Last year the Supreme Court decided in favor of religious rights for parents in Mahmoud v. Taylor but the opinion was so weak that school districts continue to impose the transgender curriculum on unsuspecting parents without giving them a meaningful opportunity to opt out. Parents have just sued in California over this issue that should have already been firmly resolved in favor of parents by the Supreme Court.

Trial court judges have been overwhelmingly opposed to Trump’s position on the transgender and other issues. Language in some of their decisions have been scathing against Trump, as reported by CNN, while the Supreme Court has failed to rein them in.

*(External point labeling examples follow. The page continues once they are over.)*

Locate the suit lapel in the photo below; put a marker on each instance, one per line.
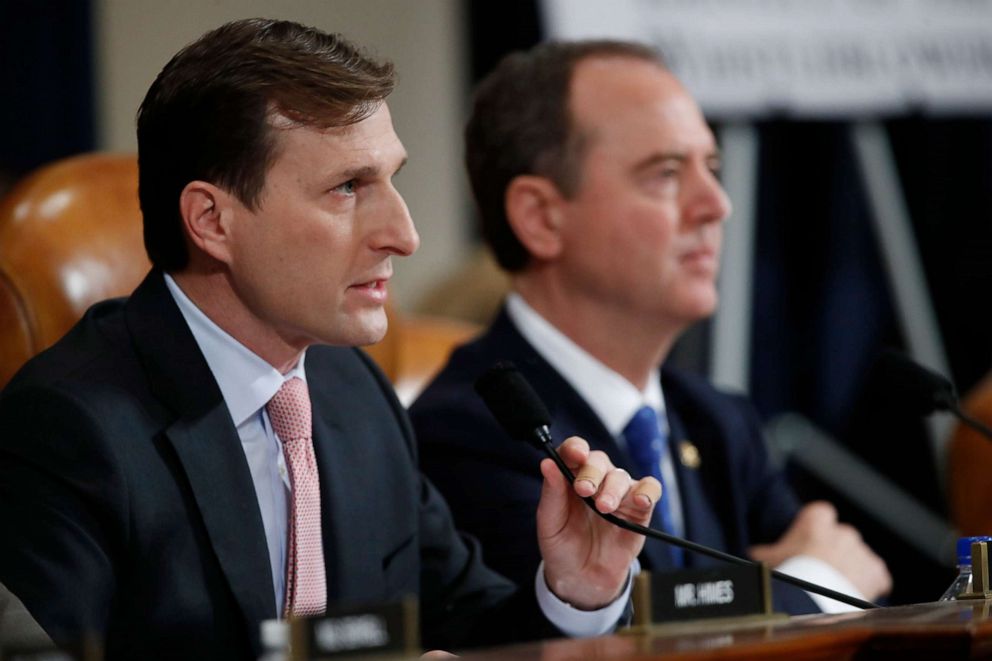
(339, 446)
(701, 522)
(206, 442)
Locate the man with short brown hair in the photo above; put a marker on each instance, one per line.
(597, 183)
(213, 452)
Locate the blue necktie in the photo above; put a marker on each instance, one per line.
(647, 445)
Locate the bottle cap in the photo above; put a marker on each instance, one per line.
(964, 547)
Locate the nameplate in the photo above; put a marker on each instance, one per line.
(694, 594)
(381, 630)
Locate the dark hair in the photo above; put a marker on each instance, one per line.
(207, 114)
(521, 124)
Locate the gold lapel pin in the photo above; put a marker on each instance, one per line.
(689, 454)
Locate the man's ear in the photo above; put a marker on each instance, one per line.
(533, 209)
(206, 211)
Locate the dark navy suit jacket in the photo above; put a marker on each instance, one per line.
(128, 508)
(733, 499)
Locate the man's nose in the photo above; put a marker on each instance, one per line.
(709, 202)
(396, 233)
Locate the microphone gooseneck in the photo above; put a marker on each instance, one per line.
(924, 390)
(522, 414)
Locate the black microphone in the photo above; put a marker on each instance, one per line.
(520, 411)
(924, 390)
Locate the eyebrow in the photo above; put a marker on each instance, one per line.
(680, 157)
(367, 171)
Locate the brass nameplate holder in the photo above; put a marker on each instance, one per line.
(979, 573)
(719, 592)
(380, 631)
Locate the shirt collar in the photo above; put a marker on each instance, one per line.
(246, 381)
(612, 398)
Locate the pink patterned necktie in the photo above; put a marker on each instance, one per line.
(289, 412)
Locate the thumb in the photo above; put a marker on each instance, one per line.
(764, 553)
(552, 510)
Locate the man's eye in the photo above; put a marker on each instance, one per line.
(347, 188)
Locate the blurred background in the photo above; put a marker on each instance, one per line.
(858, 153)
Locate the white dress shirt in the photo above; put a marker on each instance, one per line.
(247, 383)
(615, 400)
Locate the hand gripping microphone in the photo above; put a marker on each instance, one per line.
(924, 390)
(522, 414)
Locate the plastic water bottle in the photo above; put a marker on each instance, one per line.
(962, 583)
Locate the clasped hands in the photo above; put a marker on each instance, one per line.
(586, 558)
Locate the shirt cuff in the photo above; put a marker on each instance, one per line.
(817, 571)
(578, 623)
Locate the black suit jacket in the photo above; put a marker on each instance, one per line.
(128, 508)
(734, 499)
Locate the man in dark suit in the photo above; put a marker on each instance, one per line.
(210, 453)
(596, 180)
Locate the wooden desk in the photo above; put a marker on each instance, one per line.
(936, 631)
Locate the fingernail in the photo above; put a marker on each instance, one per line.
(587, 486)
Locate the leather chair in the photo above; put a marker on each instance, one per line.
(70, 235)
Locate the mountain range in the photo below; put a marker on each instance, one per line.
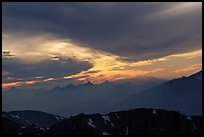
(182, 94)
(132, 122)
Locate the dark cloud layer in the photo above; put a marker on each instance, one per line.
(135, 31)
(46, 68)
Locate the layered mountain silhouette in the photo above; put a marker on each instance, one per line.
(182, 94)
(73, 99)
(132, 122)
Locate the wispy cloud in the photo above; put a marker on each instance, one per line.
(189, 68)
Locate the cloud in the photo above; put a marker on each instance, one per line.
(16, 70)
(118, 28)
(7, 54)
(189, 68)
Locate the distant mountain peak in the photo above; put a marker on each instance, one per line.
(88, 83)
(197, 75)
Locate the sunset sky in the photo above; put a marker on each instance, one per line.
(54, 44)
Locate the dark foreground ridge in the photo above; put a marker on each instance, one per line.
(132, 122)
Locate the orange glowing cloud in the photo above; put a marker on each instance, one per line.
(6, 86)
(189, 68)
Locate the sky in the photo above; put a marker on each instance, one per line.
(54, 44)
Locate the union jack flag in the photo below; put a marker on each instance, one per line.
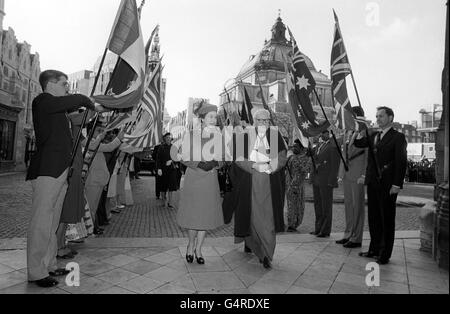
(340, 69)
(300, 85)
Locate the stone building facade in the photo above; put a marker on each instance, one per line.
(267, 68)
(19, 85)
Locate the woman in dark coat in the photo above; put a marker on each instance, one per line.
(167, 170)
(200, 202)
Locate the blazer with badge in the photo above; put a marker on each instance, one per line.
(391, 156)
(54, 141)
(327, 165)
(356, 161)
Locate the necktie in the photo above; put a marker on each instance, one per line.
(378, 138)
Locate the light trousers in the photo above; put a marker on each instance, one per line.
(42, 245)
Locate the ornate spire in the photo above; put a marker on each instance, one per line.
(156, 48)
(279, 30)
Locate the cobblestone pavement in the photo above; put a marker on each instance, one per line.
(302, 264)
(149, 219)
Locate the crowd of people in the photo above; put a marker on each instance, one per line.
(255, 185)
(423, 171)
(74, 193)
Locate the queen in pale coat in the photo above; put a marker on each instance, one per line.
(200, 206)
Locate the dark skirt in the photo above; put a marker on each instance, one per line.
(169, 180)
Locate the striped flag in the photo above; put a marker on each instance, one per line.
(146, 130)
(247, 108)
(126, 40)
(340, 69)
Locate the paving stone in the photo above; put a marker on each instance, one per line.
(141, 267)
(5, 269)
(212, 264)
(96, 268)
(165, 274)
(12, 279)
(172, 289)
(116, 290)
(218, 281)
(314, 283)
(117, 276)
(141, 285)
(147, 218)
(88, 286)
(161, 258)
(120, 260)
(264, 286)
(346, 288)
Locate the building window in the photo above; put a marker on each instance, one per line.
(7, 132)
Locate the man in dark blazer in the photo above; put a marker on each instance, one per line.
(325, 180)
(157, 177)
(383, 184)
(48, 173)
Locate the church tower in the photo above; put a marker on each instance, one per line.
(2, 13)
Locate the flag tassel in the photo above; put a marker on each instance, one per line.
(371, 150)
(332, 132)
(86, 114)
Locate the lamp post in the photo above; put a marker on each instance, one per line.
(441, 232)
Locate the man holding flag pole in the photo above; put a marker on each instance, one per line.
(350, 120)
(301, 84)
(386, 165)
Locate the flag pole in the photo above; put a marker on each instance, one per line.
(331, 131)
(86, 114)
(263, 99)
(371, 149)
(310, 149)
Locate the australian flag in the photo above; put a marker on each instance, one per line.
(301, 84)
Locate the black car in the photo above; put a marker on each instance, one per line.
(147, 162)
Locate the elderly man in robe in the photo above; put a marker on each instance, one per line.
(258, 181)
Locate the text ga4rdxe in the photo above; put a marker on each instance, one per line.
(247, 304)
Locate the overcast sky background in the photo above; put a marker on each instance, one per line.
(397, 62)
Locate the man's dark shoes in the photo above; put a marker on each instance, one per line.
(59, 272)
(382, 261)
(352, 245)
(48, 282)
(266, 263)
(69, 255)
(343, 241)
(368, 254)
(98, 231)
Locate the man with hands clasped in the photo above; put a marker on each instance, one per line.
(386, 169)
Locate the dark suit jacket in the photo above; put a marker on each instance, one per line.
(391, 154)
(327, 166)
(54, 141)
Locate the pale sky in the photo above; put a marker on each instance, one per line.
(397, 56)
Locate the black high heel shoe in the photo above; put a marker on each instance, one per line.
(189, 258)
(200, 260)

The Supreme Court held only 58 oral arguments this Term, which is merely a third of the number of oral arguments heard annually when liberals controlled the Warren Court in the late 1950s and 1960s. During this entire current decade the Supreme Court has heard an average of only about 60 cases per year, the lowest average since the Civil War.

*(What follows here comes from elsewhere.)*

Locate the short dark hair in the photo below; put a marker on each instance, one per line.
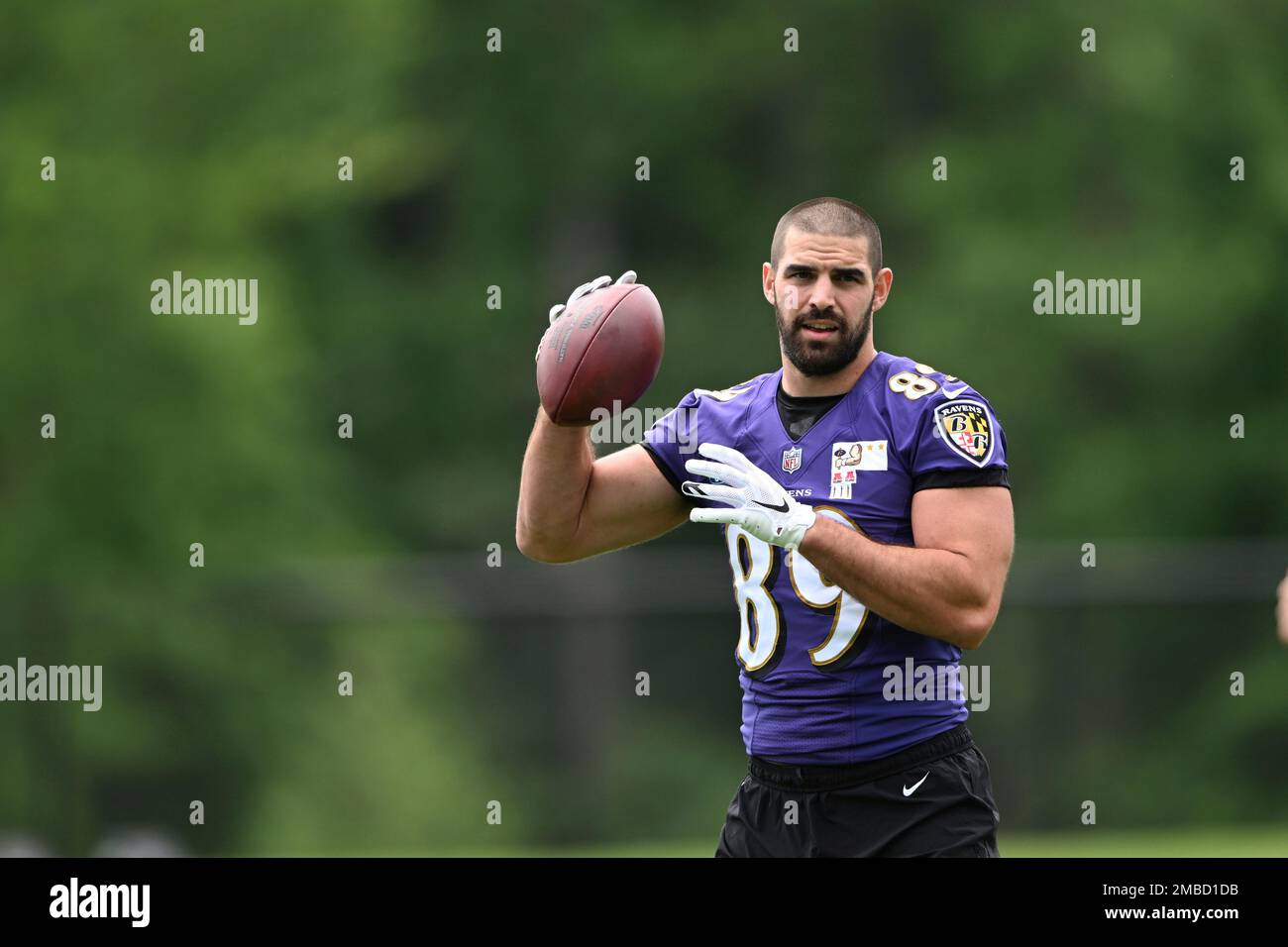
(831, 217)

A vote of only four Justices is needed for the Supreme Court to accept a case and schedule it for oral argument, and then render a decision on its merits. In important petitions for Court review, conservative Justices Thomas and Alito have often voted to “grant cert” while the three Trump appointees failed to join them, thereby ducking important issues that should be addressed.

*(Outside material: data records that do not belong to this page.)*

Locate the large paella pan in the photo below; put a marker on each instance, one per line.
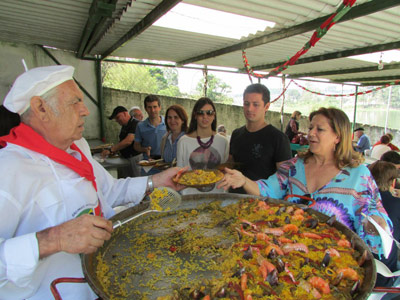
(147, 259)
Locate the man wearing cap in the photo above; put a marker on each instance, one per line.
(126, 140)
(363, 140)
(54, 198)
(136, 113)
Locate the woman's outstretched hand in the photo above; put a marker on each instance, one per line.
(232, 179)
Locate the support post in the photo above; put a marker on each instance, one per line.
(283, 100)
(99, 84)
(205, 74)
(355, 109)
(388, 107)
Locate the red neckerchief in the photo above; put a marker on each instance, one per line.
(24, 136)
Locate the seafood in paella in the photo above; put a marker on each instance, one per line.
(248, 250)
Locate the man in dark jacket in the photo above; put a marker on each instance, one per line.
(126, 141)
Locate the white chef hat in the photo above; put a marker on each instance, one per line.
(35, 82)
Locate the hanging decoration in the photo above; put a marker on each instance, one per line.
(317, 35)
(283, 92)
(380, 64)
(334, 95)
(348, 95)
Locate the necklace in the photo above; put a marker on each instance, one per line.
(207, 144)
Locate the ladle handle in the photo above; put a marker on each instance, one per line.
(119, 223)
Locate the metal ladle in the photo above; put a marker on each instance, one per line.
(170, 202)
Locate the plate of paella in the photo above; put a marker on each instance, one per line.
(198, 178)
(233, 249)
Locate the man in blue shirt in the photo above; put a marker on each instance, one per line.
(363, 140)
(149, 132)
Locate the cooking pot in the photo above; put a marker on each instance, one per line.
(119, 243)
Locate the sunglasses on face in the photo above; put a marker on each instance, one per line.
(205, 112)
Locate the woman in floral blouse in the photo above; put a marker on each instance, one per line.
(331, 173)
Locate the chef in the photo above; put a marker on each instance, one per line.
(54, 198)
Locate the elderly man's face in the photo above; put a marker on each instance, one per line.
(68, 125)
(122, 118)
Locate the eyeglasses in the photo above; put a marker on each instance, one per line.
(205, 112)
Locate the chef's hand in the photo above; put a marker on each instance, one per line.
(147, 150)
(81, 235)
(232, 178)
(165, 178)
(105, 153)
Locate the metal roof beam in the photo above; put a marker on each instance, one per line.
(356, 12)
(145, 23)
(345, 71)
(335, 55)
(366, 79)
(379, 83)
(99, 12)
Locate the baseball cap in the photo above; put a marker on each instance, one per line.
(35, 82)
(116, 111)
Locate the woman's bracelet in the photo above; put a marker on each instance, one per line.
(150, 185)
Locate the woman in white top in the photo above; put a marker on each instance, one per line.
(201, 147)
(176, 123)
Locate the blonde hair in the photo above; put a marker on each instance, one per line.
(384, 173)
(345, 155)
(295, 114)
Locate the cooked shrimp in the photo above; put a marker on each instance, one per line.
(311, 235)
(274, 231)
(320, 284)
(349, 273)
(344, 243)
(294, 247)
(275, 247)
(243, 282)
(290, 228)
(332, 252)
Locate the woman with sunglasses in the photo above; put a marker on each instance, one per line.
(202, 147)
(176, 123)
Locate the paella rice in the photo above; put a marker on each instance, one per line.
(200, 177)
(248, 250)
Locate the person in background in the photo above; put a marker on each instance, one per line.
(176, 123)
(55, 199)
(385, 174)
(393, 157)
(202, 147)
(392, 147)
(363, 140)
(292, 128)
(331, 173)
(126, 140)
(258, 146)
(149, 132)
(8, 120)
(222, 131)
(136, 113)
(379, 150)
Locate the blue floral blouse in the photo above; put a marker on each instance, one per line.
(351, 192)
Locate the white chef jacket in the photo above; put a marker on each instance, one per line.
(36, 193)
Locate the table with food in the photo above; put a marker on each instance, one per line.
(231, 246)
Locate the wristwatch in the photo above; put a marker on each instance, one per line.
(149, 185)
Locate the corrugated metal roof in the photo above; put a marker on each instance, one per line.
(107, 27)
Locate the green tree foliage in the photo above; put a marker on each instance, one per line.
(143, 79)
(217, 90)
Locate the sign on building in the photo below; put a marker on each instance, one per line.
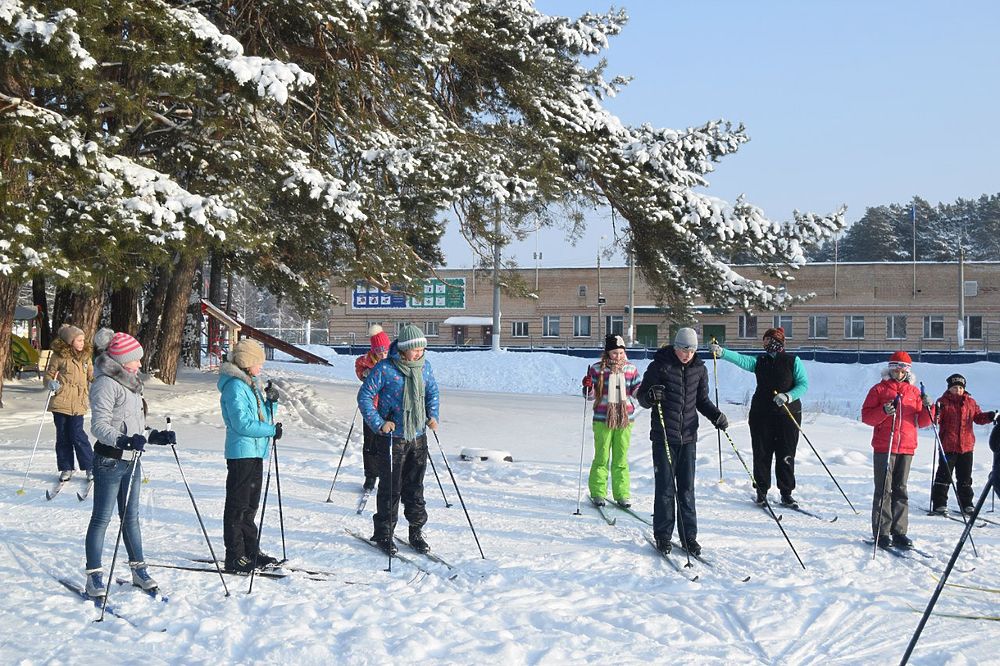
(437, 294)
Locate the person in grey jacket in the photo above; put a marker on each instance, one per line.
(118, 422)
(675, 385)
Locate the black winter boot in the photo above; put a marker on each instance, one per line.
(417, 541)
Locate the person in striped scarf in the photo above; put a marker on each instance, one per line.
(610, 383)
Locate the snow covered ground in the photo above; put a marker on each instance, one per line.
(554, 587)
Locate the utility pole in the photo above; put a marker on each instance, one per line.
(495, 346)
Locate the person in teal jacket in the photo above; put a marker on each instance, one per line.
(249, 416)
(781, 381)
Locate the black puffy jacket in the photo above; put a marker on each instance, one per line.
(687, 394)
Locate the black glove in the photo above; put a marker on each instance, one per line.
(163, 437)
(134, 443)
(657, 393)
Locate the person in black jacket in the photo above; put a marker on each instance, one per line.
(675, 386)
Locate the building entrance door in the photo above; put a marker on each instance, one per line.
(646, 335)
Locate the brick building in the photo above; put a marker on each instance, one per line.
(871, 306)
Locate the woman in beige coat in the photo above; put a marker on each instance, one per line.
(68, 376)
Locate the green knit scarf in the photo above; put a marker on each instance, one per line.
(414, 410)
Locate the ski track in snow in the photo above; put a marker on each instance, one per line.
(555, 587)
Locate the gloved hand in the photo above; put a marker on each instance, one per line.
(657, 393)
(134, 443)
(162, 437)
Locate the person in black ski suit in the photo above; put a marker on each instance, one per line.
(781, 381)
(676, 385)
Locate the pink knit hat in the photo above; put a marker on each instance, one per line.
(124, 348)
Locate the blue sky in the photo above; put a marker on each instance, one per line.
(854, 102)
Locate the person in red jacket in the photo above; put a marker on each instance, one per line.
(895, 409)
(957, 411)
(362, 366)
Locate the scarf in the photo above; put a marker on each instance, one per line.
(617, 393)
(414, 409)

There is a pattern in the issues that the newer Republican-appointed Justices are avoiding. Abortion, transgender, vaccine mandates and parental rights cases are all being avoided by them.

While the aging Justices Thomas and Alito, who are courageous, continue on the Supreme Court, now is the time to establish strong precedents that can last for decades. The younger Trump nominees need merely to vote silently with Thomas and Alito, yet too often are unwilling to do even that.

Most of the Trump-appointed Justices repeatedly voted against granting cert in a string of conversion therapy cases, until they finally took a case from Colorado and declared the therapy to be a First Amendment right. That decision should have been rendered years earlier to stop the widespread infringement on conservative counselors’ freedom of speech, and by delaying the Trump-appointed Justices allowed infringement.

Far from being the bold MAGA Court that Trump supporters campaigned so hard to attain, this Court has retreated to near irrelevancy. It treads water rather than swimming, thereby inviting future Democrat appointees to take charge.

Kamala Harris gave an interview to Don Lemon last week and called for Democrats to add four more justices to the Supreme Court at the first opportunity. If that happens, the newly empowered Justices will not timidly avoid social issues as Republicans have.

In the most recent abortion case, all of the Republican nominees except Thomas and Alito sided with abortion pill manufacturers to allow them to continue to distribute their product widely in pro-life states without an in-person dispensing requirement. Neither the Trump nominees nor Chief Justice Roberts explained their ruling, for now, in favor of the abortion pill that causes two-thirds of all abortions.

Religious liberty is supposedly fashionable with this Court, but it declined to take the appeal of Amish grade schools hit with massive fines by New York for not requiring their children to be vaccinated. New York has eliminated the religious exemption from vaccines, and the Court punted this case back to an appellate court rather than uphold a religious right to decline vaccination.

The Court refused to “grant cert” in at least three appeals concerning the unfair transgender invasion into girls’ sports, until finally taking a pair of cases that it is deciding now. The Court has repeatedly declined to grant cert in cases concerning parental, particularly fathers’ rights.

The effect of the Republican Justices declining to grant cert in significant controversies is that bad decisions by liberal lower courts are left standing. The younger Republican Justices may be worried about possible impeachment by a future Democrat majority in Congress, but if so that would reinforce the need to nominate older justices willing to stand up against D.C. liberals.